您现在的位置：程式師世界 >> 編程語言 > >> 更多編程語言 >> Python

Python play with data sweep simple distributed crawler

編輯：Python

One 、 explain

although scrapy There are many things that can be done , But it's hard to achieve large-scale distributed applications . Someone who can change scrapy Queue scheduling for , Change the starting URL from start_urls It's separated from me , Instead of from redis Read , Multiple clients can read the same data at the same time redis, Thus, the distributed crawler . Even on the same computer , You can also run crawlers with multiple processes , It is very effective in the process of large-scale capture .

Two 、 Principle of distributed crawler

One more. redis Components , It mainly affects two places ： The first is the scheduler . The second is data processing .

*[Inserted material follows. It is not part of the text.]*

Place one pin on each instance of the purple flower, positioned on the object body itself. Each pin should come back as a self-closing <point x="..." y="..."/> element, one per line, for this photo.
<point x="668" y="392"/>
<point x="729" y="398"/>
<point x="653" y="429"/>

Scrapy-Redis Distributed strategy .

As a distributed crawler , There needs to be a Master End （ Core server ） Of , stay Master End , Will build a Redis database , Used to store start_urls、request、items.Master Is responsible for url Fingerprint weight ,Request The distribution of , And data storage （ Generally in Master One will be installed at the end mongodb Used to store redis Medium items）. It's out Master outside , Another role is slaver（ Crawler execution end ）, It is mainly responsible for executing crawler programs to crawl data , And will crawl in the process of new Request Submitted to the Master Of redis In the database .

Pictured above , Suppose we have four computers ：A, B, C, D , Any computer can be used as Master End or Slaver End . The whole process is ：
First Slaver End slave Master Take the task （Request、url） Grab data ,Slaver While grabbing data , To create a new task Request Then submit it to Master Handle ;
Master There is only one end Redis database , Be responsible for taking care of what is not handled Request De duplication and task allocation , Will deal with the Request Join queue to be crawled , And store the crawled data .

Scrapy-Redis The default is this strategy , It's easy for us to realize , Because of task scheduling and so on Scrapy-Redis It's all done for us , We just need to inherit RedisSpider、 Appoint redis_key That's it .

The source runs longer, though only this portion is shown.